Mindful of the imminent elections, incumbent congressmen anxious to impress the folks back home - including faculty, students, parents and loyal alumni - have showered a record windfall in government grants on universities in all but one of the 50 states.

Much of the money was tucked away inside bills that passed with the flood of budget measures as Congress hurtled towards this month's presidential nominating conventions. This practice, known as "pork-barrel" after a pre-emancipation plantation practice of distributing salt pork to slaves from wooden barrels, was condemned by the group Citizens Against Government Waste as a "game of hide-and-seek" that "hurts our representative form of democracy and threatens our fiscal stability".

Universities, on the other hand, are delighted. Many received money for projects that had been turned down by federal bureaucrats. Auburn University, for instance, was given $4 million (Pounds 2.6 million) for a new forestry building, even though it was opposed as wasteful by the United States forest service. Purdue University was given $1 million for animal waste management research, and Florida International University $2.5 million for a windstorm simulation project.

In all, Congress has given more than $1 billion to universities in the federal budget, a record for such spending.
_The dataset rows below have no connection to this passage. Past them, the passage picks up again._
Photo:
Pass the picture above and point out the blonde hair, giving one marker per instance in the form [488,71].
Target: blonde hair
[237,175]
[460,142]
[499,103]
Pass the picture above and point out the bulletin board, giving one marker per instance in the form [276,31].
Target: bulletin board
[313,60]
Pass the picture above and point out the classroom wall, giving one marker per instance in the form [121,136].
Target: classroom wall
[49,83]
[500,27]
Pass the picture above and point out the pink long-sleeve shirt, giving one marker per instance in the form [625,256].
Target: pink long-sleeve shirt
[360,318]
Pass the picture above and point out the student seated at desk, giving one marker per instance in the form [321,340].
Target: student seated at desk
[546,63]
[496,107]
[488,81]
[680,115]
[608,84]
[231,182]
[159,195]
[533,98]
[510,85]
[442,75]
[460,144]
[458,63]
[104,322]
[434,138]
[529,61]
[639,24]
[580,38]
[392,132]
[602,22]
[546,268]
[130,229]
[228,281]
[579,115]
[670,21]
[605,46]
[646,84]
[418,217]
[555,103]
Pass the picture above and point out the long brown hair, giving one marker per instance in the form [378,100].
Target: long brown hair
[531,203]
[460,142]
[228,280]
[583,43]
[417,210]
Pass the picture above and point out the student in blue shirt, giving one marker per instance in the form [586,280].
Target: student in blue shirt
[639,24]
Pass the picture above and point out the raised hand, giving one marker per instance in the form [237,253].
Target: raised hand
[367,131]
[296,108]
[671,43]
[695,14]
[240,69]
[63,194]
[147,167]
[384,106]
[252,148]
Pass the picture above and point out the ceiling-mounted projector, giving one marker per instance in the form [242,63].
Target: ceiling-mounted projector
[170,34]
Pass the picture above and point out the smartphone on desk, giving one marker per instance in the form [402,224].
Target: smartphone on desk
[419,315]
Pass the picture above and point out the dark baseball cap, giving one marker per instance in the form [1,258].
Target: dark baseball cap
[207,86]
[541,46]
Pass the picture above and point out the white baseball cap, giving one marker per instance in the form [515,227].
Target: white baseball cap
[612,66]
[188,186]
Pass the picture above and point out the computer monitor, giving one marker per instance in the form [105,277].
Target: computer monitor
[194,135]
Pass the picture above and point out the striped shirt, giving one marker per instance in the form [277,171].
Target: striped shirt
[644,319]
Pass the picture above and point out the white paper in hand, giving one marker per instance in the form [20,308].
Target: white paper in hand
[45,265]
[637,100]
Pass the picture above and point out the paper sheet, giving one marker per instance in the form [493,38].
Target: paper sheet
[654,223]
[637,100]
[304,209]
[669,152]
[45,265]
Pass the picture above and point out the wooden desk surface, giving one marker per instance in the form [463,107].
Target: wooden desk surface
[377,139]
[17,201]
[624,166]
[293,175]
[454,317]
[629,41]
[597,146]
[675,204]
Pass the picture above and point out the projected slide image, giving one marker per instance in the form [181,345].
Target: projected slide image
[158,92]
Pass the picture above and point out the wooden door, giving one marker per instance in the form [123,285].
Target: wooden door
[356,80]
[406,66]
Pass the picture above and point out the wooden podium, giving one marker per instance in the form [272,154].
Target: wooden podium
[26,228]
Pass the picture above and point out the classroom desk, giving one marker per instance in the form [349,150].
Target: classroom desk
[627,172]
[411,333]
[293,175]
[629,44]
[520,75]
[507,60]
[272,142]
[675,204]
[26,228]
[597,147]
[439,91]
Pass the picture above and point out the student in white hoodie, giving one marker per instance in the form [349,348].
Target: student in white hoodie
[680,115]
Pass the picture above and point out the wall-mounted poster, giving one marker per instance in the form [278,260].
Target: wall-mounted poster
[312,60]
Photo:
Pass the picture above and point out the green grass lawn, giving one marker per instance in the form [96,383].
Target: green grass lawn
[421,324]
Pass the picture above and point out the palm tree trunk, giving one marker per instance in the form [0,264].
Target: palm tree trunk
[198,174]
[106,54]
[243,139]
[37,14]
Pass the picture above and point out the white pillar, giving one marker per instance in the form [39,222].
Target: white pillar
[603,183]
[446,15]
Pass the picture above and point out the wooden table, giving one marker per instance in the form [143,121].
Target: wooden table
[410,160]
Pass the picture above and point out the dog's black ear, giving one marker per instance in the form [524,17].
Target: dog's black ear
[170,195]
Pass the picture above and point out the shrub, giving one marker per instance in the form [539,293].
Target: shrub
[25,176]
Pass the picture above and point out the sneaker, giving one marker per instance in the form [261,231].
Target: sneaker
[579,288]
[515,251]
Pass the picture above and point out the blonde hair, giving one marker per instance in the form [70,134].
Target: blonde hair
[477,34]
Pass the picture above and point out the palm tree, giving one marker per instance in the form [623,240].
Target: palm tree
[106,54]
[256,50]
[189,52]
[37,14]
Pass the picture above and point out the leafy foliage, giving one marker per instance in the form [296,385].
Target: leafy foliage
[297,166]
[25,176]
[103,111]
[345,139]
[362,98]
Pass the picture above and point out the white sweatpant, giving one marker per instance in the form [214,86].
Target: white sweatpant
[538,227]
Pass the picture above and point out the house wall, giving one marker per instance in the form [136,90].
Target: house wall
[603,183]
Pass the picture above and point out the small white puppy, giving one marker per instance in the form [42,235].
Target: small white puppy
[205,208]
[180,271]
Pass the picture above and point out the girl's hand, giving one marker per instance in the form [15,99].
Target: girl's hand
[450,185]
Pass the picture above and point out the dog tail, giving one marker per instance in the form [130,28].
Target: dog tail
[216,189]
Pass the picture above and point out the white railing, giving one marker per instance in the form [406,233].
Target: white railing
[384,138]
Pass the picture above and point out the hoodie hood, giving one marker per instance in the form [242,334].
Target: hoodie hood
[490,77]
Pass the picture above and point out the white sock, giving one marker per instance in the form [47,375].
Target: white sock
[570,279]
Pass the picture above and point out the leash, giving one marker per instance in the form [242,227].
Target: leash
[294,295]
Many universities employ high-powered Washington lobbyists to help ensure they get their share of the money. The universities that receive the most are represented by congressmen who hold key posts on appropriations committees. West Virginia's Wheeling Jesuit University, with only about 1,500 students, got at least $9 million, thanks mainly to its congressional benefactor, Senator Robert C. Byrd. The school has named its technology transfer centre after Senator Byrd, and its centre for educational technologies is named after his wife.